20. In what two ways are feminists reevaluating emotion's place in morality? (729.2-730.1)

21. How can feminists respond to the charge that feminist ethics will degenerate into a relativist "situation ethic"? (730.2)

22. Is commitment to justice conceived on liberal individualist terms psychologically plausible without insights supplied by feminist thought? (731.1)

[The Concept of Self]

23. With what "poles" has traditional ethics dealt? (733.1) What has tended to be left out? (733.1-2)

24. How have family relations, friendship, and group ties tended to be seen? (733.2)

25. The moral aspects of what has standard ethics neglected? (733.2 top)

26. What now can be seen as artificial and problematic? In the domain of "particular others" how is the self "already constituted"? (733.2) What does this mean? (You cannot answer this simply by directly quoting the author.)

27. What parts of liberal theory* and most standard moral theory are suspect from the perspective of much feminist theory? (733.2) Would these parts be free from suspicion even if gender discrimination against women ended abruptly tomorrow? Explain, in part by discussing what we now know about the relationship between mothering person and child. (733.2-734.1)

28. Of what is Bernard Williams a critic? Why is his approach inadequate, for Held? (734.1)

29. In what ways do communitarian criticisms of liberal assumptions fall short? What aspects become salient when ethics focuses upon relationships? (734.1-2)

30. According to Chodorow, how do daughters develop a sense of self? sons? (734.1-2)

31. In the studies of Gilligan and others, what new goal becomes important? Why is this rarely achieved in adult male-female relationships, according to the Stone Center psychologists? (735.1-2)

32. What does Jennifer Nedelsky question? (735.2) Why does she think this idea is wrong-headed and destructive in thinking about individual-state relationships? (735.2-736.1)

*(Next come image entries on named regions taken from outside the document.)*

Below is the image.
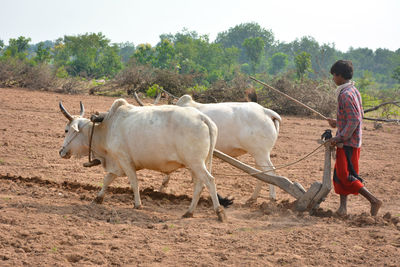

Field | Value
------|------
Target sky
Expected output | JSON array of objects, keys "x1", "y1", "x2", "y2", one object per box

[{"x1": 0, "y1": 0, "x2": 400, "y2": 52}]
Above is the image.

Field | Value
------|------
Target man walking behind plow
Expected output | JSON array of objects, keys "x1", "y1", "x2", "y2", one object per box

[{"x1": 328, "y1": 60, "x2": 382, "y2": 216}]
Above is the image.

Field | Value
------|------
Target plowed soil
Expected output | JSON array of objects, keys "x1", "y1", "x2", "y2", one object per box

[{"x1": 0, "y1": 89, "x2": 400, "y2": 266}]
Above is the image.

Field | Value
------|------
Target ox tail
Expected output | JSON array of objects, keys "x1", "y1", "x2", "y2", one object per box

[
  {"x1": 264, "y1": 108, "x2": 282, "y2": 133},
  {"x1": 201, "y1": 114, "x2": 234, "y2": 208},
  {"x1": 201, "y1": 114, "x2": 218, "y2": 173}
]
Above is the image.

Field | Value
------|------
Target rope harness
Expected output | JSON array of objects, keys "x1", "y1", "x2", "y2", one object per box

[{"x1": 83, "y1": 122, "x2": 101, "y2": 168}]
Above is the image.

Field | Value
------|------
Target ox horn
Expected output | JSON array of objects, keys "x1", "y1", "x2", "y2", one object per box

[
  {"x1": 79, "y1": 101, "x2": 85, "y2": 117},
  {"x1": 60, "y1": 101, "x2": 73, "y2": 121}
]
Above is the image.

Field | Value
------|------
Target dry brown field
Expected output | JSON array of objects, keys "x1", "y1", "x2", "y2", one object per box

[{"x1": 0, "y1": 88, "x2": 400, "y2": 266}]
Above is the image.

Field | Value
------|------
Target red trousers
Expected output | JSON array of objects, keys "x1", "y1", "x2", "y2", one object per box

[{"x1": 333, "y1": 146, "x2": 364, "y2": 195}]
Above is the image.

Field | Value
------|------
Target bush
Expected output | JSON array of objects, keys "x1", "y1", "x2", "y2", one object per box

[
  {"x1": 0, "y1": 58, "x2": 55, "y2": 90},
  {"x1": 257, "y1": 76, "x2": 337, "y2": 116},
  {"x1": 190, "y1": 73, "x2": 250, "y2": 103}
]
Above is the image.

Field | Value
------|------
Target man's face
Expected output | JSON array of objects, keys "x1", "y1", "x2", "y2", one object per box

[{"x1": 332, "y1": 73, "x2": 346, "y2": 86}]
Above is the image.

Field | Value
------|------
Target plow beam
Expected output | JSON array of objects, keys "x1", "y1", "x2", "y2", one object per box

[
  {"x1": 214, "y1": 143, "x2": 332, "y2": 214},
  {"x1": 296, "y1": 143, "x2": 332, "y2": 211},
  {"x1": 214, "y1": 149, "x2": 305, "y2": 199}
]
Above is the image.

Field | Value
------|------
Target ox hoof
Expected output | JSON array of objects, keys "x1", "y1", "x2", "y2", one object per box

[
  {"x1": 133, "y1": 204, "x2": 142, "y2": 210},
  {"x1": 182, "y1": 211, "x2": 193, "y2": 218},
  {"x1": 215, "y1": 206, "x2": 228, "y2": 222},
  {"x1": 246, "y1": 198, "x2": 257, "y2": 205},
  {"x1": 93, "y1": 197, "x2": 104, "y2": 204}
]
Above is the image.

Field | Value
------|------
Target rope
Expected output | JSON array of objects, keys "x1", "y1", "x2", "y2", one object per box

[
  {"x1": 249, "y1": 76, "x2": 328, "y2": 120},
  {"x1": 89, "y1": 122, "x2": 95, "y2": 162},
  {"x1": 213, "y1": 140, "x2": 329, "y2": 176}
]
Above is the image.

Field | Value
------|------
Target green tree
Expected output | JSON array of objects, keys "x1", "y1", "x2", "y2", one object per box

[
  {"x1": 4, "y1": 36, "x2": 31, "y2": 59},
  {"x1": 133, "y1": 44, "x2": 155, "y2": 65},
  {"x1": 34, "y1": 42, "x2": 51, "y2": 63},
  {"x1": 242, "y1": 37, "x2": 264, "y2": 73},
  {"x1": 270, "y1": 52, "x2": 288, "y2": 74},
  {"x1": 215, "y1": 22, "x2": 275, "y2": 63},
  {"x1": 154, "y1": 39, "x2": 176, "y2": 69},
  {"x1": 392, "y1": 66, "x2": 400, "y2": 83},
  {"x1": 54, "y1": 33, "x2": 122, "y2": 78},
  {"x1": 294, "y1": 52, "x2": 311, "y2": 79},
  {"x1": 118, "y1": 42, "x2": 135, "y2": 63}
]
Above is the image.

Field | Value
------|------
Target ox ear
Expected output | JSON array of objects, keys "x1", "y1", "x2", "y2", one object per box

[{"x1": 70, "y1": 120, "x2": 79, "y2": 133}]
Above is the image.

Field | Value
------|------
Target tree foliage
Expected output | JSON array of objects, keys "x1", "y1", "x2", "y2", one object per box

[
  {"x1": 54, "y1": 33, "x2": 122, "y2": 78},
  {"x1": 294, "y1": 52, "x2": 311, "y2": 79}
]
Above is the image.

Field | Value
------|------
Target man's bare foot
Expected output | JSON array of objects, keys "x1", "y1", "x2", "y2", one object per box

[
  {"x1": 371, "y1": 200, "x2": 382, "y2": 216},
  {"x1": 335, "y1": 208, "x2": 347, "y2": 217}
]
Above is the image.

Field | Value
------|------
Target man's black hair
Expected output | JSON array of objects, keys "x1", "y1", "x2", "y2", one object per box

[{"x1": 331, "y1": 60, "x2": 353, "y2": 80}]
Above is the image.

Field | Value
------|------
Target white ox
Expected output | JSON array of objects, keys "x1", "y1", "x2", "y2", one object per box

[
  {"x1": 172, "y1": 95, "x2": 281, "y2": 201},
  {"x1": 60, "y1": 99, "x2": 226, "y2": 221}
]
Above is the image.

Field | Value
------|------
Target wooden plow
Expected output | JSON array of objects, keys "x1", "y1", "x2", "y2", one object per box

[{"x1": 214, "y1": 142, "x2": 333, "y2": 211}]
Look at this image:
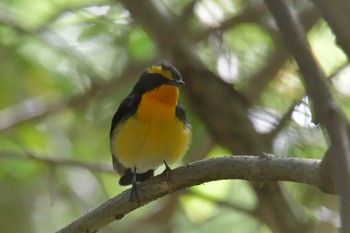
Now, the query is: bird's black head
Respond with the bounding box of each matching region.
[132,62,185,94]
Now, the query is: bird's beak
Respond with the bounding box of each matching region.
[167,79,185,87]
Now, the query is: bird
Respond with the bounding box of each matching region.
[110,61,191,204]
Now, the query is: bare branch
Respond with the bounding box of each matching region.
[265,0,350,232]
[58,155,322,233]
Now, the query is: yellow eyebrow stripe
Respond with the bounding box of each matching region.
[147,66,174,80]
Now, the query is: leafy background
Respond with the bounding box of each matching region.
[0,0,350,233]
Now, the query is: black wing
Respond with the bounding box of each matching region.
[109,95,140,175]
[109,95,138,136]
[175,104,190,127]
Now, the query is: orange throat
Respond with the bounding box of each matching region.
[138,85,179,118]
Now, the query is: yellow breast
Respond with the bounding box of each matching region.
[112,86,191,172]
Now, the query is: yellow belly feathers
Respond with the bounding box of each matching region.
[112,86,191,172]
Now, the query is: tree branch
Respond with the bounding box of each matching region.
[120,0,318,233]
[265,0,350,232]
[58,155,323,233]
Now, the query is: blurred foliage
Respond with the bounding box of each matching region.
[0,0,350,233]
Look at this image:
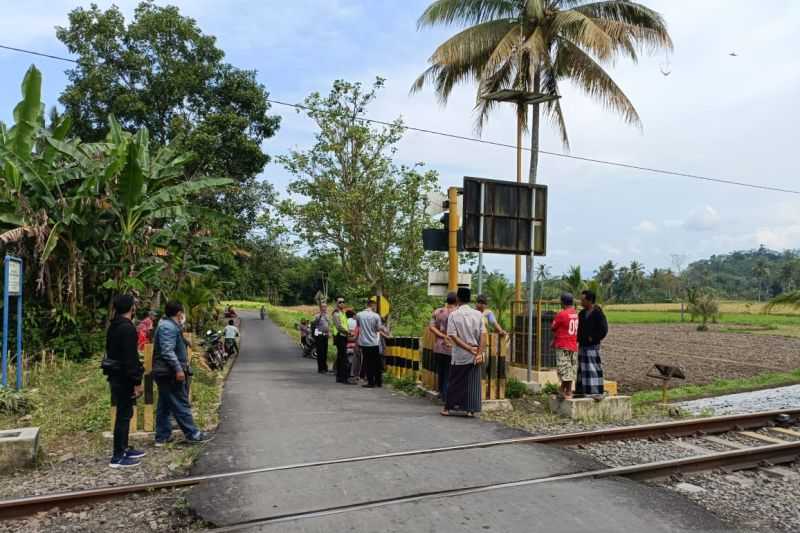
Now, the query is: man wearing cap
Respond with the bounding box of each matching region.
[428,292,457,401]
[356,297,383,389]
[441,287,486,416]
[311,301,331,374]
[550,292,578,400]
[331,296,352,385]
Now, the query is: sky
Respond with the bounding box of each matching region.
[0,0,800,274]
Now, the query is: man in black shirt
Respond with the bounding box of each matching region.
[575,290,608,400]
[103,294,145,468]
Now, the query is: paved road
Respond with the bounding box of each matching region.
[190,318,722,533]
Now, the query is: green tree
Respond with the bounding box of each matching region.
[753,259,769,302]
[688,288,719,331]
[280,79,437,312]
[56,1,279,228]
[594,261,617,287]
[412,0,672,182]
[484,272,514,329]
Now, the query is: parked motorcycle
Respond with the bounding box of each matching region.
[201,330,228,370]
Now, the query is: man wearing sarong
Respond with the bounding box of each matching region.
[441,287,486,416]
[428,292,456,401]
[550,292,578,400]
[356,297,383,389]
[575,290,608,400]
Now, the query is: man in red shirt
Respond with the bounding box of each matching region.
[551,292,578,399]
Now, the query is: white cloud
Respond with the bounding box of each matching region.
[683,205,720,231]
[633,220,658,233]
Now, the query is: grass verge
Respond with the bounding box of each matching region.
[631,368,800,408]
[383,373,425,397]
[0,355,223,455]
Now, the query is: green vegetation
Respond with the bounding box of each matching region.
[631,369,800,407]
[0,356,222,451]
[383,374,425,397]
[506,378,528,399]
[412,0,672,183]
[267,305,312,339]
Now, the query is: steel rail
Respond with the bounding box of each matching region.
[0,409,800,520]
[212,441,800,533]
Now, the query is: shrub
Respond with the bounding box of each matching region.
[0,388,33,415]
[542,383,558,395]
[506,378,528,398]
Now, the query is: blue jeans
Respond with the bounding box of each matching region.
[156,379,200,442]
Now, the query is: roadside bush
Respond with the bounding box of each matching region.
[0,388,34,416]
[506,378,528,399]
[542,383,558,396]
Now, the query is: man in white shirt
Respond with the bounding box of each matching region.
[442,287,486,416]
[356,297,383,389]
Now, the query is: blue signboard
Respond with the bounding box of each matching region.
[2,255,25,390]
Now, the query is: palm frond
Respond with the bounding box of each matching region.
[574,0,673,50]
[417,0,519,28]
[550,9,616,60]
[553,39,642,127]
[410,21,512,98]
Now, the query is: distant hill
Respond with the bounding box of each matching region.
[683,246,800,300]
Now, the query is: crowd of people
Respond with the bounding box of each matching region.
[428,288,608,416]
[102,282,608,468]
[102,294,214,468]
[306,297,390,388]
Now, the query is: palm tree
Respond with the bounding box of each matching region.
[689,289,719,331]
[594,261,617,287]
[484,274,514,328]
[753,259,769,302]
[411,0,672,183]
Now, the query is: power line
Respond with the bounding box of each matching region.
[267,99,800,194]
[0,44,800,195]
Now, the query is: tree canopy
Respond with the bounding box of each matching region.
[56,1,279,229]
[280,79,437,314]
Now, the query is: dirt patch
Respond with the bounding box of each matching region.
[603,324,800,392]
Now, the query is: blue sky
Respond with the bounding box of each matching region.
[0,0,800,273]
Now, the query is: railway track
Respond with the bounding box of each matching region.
[0,409,800,520]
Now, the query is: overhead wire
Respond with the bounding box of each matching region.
[0,44,800,195]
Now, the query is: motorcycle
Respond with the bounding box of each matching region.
[201,330,228,370]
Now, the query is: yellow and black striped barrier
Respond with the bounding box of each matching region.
[384,329,510,400]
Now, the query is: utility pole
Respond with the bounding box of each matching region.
[447,187,458,292]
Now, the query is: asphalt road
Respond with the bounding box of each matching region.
[190,317,723,533]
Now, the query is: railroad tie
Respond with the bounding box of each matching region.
[738,431,786,444]
[767,428,800,438]
[671,440,714,455]
[703,435,747,450]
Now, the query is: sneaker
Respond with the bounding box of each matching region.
[186,431,214,444]
[125,448,147,459]
[108,456,141,468]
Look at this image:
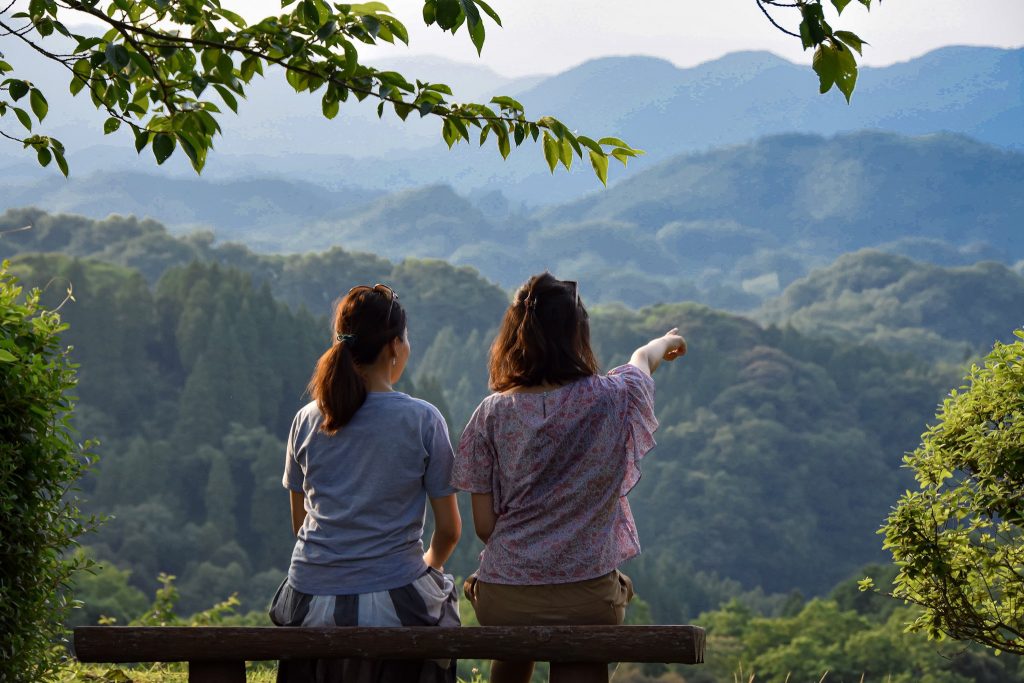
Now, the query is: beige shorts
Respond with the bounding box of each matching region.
[463,569,633,626]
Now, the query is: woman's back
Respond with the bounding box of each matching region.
[453,366,657,585]
[284,392,455,595]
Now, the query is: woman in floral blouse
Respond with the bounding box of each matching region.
[452,272,686,683]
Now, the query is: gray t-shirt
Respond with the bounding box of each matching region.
[283,391,456,595]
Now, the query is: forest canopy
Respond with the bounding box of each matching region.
[0,0,870,183]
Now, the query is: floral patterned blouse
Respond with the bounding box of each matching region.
[452,366,657,585]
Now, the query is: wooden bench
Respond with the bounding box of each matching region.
[75,626,705,683]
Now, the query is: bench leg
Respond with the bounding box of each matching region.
[188,661,246,683]
[549,661,608,683]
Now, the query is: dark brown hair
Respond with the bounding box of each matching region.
[309,287,406,434]
[489,272,598,391]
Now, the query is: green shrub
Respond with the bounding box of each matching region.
[0,262,95,681]
[876,330,1024,654]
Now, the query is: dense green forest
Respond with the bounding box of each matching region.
[0,131,1024,312]
[8,212,1024,683]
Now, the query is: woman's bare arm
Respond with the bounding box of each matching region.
[423,494,462,570]
[288,490,306,536]
[473,494,498,543]
[630,328,686,375]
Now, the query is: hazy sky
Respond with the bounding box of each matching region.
[234,0,1024,76]
[44,0,1024,76]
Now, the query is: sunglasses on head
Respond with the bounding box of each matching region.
[559,280,580,308]
[348,283,398,325]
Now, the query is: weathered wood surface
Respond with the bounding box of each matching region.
[188,659,246,683]
[75,626,705,664]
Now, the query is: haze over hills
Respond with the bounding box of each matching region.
[6,132,1024,310]
[0,46,1024,205]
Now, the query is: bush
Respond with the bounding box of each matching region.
[0,262,95,681]
[876,330,1024,654]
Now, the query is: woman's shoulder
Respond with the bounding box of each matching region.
[383,391,445,422]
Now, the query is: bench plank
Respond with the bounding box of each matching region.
[75,626,705,664]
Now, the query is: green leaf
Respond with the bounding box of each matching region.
[544,131,561,173]
[213,83,239,114]
[590,150,608,187]
[11,106,32,130]
[135,130,150,154]
[459,0,482,27]
[50,148,68,178]
[475,0,501,26]
[321,93,341,119]
[490,95,523,112]
[29,88,50,121]
[70,59,92,95]
[178,133,206,173]
[831,0,853,14]
[496,127,512,159]
[836,31,867,54]
[153,133,175,164]
[811,43,839,94]
[302,0,321,29]
[7,79,30,102]
[558,137,572,170]
[836,47,857,104]
[104,43,131,71]
[469,15,486,56]
[436,0,462,31]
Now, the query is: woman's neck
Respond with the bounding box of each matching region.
[360,361,394,391]
[502,383,565,393]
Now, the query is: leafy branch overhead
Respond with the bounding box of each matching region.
[0,0,869,183]
[756,0,882,102]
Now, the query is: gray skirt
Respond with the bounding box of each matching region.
[270,568,462,683]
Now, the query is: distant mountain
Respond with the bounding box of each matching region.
[538,132,1024,252]
[759,250,1024,361]
[0,171,382,244]
[9,132,1024,313]
[0,45,1024,205]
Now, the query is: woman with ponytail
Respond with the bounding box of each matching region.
[270,285,462,683]
[453,272,686,683]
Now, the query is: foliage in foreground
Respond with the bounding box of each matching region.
[0,0,870,182]
[0,261,94,682]
[864,330,1024,654]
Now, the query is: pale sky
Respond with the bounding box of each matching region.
[241,0,1024,76]
[44,0,1024,77]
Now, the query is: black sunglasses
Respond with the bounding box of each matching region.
[559,280,580,308]
[348,283,398,325]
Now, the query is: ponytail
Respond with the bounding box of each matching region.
[309,341,367,434]
[488,272,598,391]
[308,286,406,434]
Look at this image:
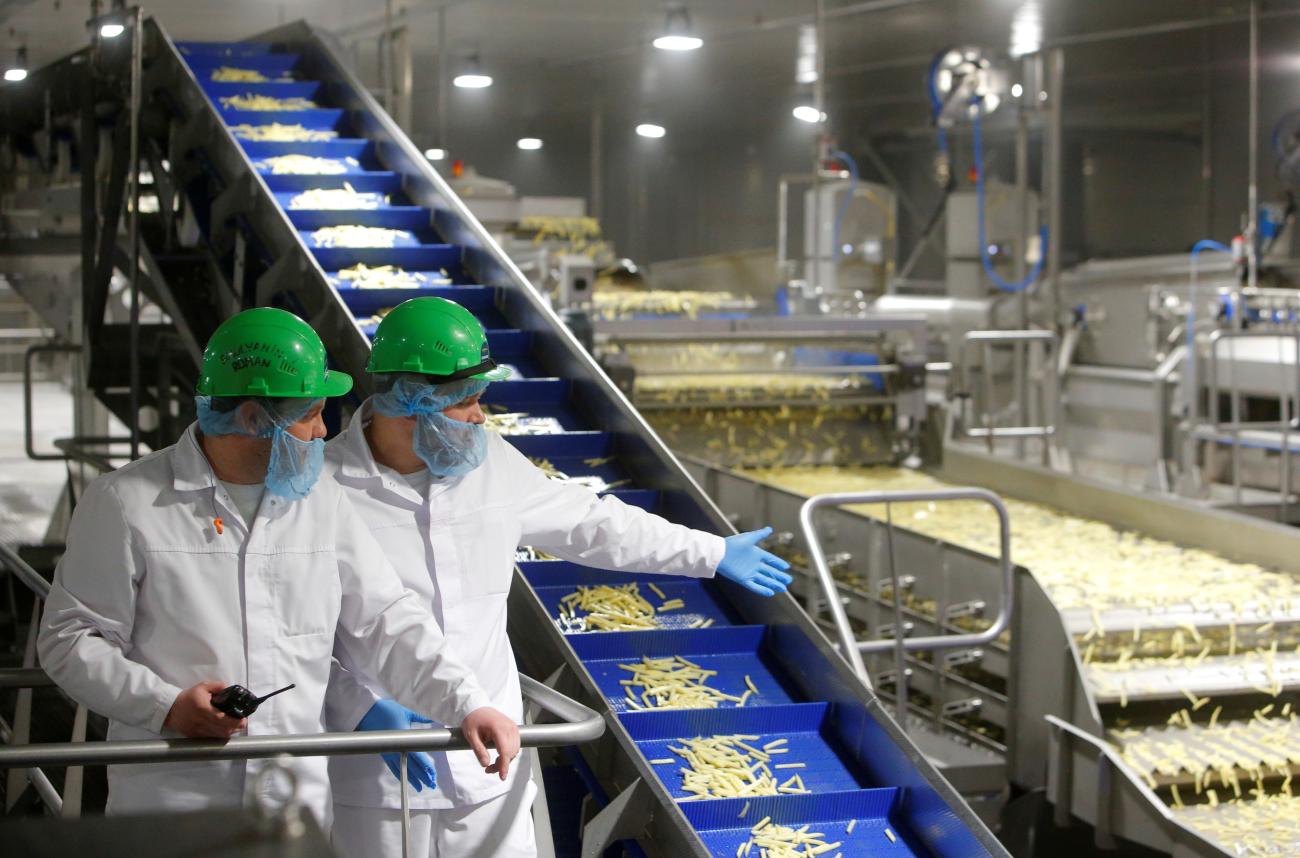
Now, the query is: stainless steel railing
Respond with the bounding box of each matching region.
[0,675,605,768]
[953,330,1061,464]
[800,489,1015,724]
[0,545,605,837]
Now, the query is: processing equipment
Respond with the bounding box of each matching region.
[0,21,1005,857]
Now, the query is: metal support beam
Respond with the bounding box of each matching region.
[582,777,655,858]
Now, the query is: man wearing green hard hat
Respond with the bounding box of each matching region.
[325,298,790,858]
[39,308,519,824]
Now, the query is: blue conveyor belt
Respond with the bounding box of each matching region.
[170,30,985,858]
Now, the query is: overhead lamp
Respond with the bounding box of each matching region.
[4,47,27,83]
[451,53,491,90]
[792,104,826,125]
[1008,0,1043,60]
[98,0,126,39]
[653,5,705,51]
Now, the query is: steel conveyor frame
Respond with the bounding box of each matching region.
[0,20,1005,858]
[686,446,1300,858]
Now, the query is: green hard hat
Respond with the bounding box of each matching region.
[199,307,352,399]
[365,298,510,381]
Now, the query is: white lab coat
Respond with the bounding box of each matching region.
[315,402,725,809]
[38,425,490,819]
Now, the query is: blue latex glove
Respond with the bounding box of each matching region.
[356,701,438,792]
[718,528,794,595]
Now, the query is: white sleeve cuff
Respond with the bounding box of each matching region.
[148,683,182,735]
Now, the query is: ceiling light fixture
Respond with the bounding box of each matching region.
[4,47,27,83]
[653,5,705,51]
[792,104,826,125]
[451,53,491,90]
[1009,0,1043,60]
[96,0,126,39]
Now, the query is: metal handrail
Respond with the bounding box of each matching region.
[800,488,1015,685]
[0,542,49,599]
[954,330,1061,463]
[0,673,605,768]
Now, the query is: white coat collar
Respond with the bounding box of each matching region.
[172,421,217,491]
[339,398,384,480]
[337,399,438,506]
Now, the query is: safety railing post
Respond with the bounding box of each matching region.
[800,488,1015,689]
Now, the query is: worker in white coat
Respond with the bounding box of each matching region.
[326,298,790,858]
[39,308,519,824]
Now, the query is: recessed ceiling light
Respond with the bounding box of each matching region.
[653,5,705,51]
[790,104,826,124]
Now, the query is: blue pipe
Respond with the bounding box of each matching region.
[971,99,1048,293]
[831,150,858,260]
[926,48,952,155]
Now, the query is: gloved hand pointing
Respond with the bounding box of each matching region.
[718,528,794,595]
[356,701,438,792]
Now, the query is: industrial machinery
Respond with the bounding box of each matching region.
[594,316,927,467]
[688,446,1300,855]
[7,21,1005,857]
[613,36,1300,855]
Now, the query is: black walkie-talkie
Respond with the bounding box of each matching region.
[212,684,294,718]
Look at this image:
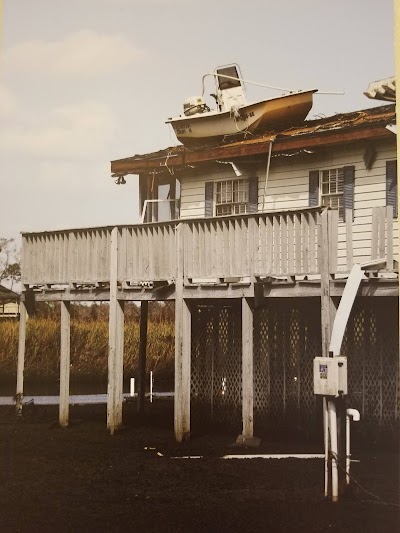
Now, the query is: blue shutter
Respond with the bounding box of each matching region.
[247,177,258,213]
[386,160,397,217]
[343,166,354,220]
[308,170,319,207]
[204,181,214,217]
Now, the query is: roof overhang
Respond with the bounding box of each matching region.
[111,106,395,176]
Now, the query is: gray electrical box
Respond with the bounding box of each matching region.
[314,356,347,397]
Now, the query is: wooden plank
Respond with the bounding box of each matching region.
[15,300,28,415]
[318,209,331,357]
[58,301,71,427]
[272,216,281,276]
[293,213,302,274]
[378,207,386,258]
[328,209,339,274]
[263,215,274,276]
[107,228,122,435]
[174,224,191,442]
[228,219,237,276]
[346,209,353,272]
[301,213,310,274]
[371,209,379,259]
[137,301,149,415]
[329,265,364,356]
[258,216,267,275]
[308,213,318,274]
[280,215,288,274]
[287,214,295,274]
[242,298,254,437]
[386,206,393,270]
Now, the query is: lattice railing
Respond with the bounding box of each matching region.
[191,305,242,429]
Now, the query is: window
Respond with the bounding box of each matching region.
[308,165,355,221]
[320,168,344,220]
[204,176,258,217]
[215,179,249,217]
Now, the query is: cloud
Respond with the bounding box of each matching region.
[0,83,17,118]
[0,101,115,160]
[0,30,145,78]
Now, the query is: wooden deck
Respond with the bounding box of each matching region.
[22,208,397,300]
[16,204,399,441]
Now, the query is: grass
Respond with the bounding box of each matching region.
[0,318,175,381]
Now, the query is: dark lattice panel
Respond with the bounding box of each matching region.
[191,305,242,428]
[342,298,399,432]
[254,299,321,433]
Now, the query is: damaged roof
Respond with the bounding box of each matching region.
[111,104,396,177]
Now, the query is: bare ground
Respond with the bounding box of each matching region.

33. What is property, really? What will provide what it seeks to offer? (736.1)

34. Of what has liberalism been the source?* What does it lack the ability to express? (736.1 end of 1st full ¶) How does Nedelsky urge us to conceive autonomy? (736.2)

35. What metaphor is more promising for conceiving autonomy than bounded property? (736.1-2)

36. What concerns are expressed by Alison Jaggar? (736.2, full ¶)

37. What overall implication does Held draw in her final paragraph? (736.2-737.1)

NOTE: "Liberalism" and "liberal theory" refer to a way of doing political philosophy exemplified by John Locke, Kant, J. S. Mill, John Rawls, and "libertarians" like Robert Nozick.)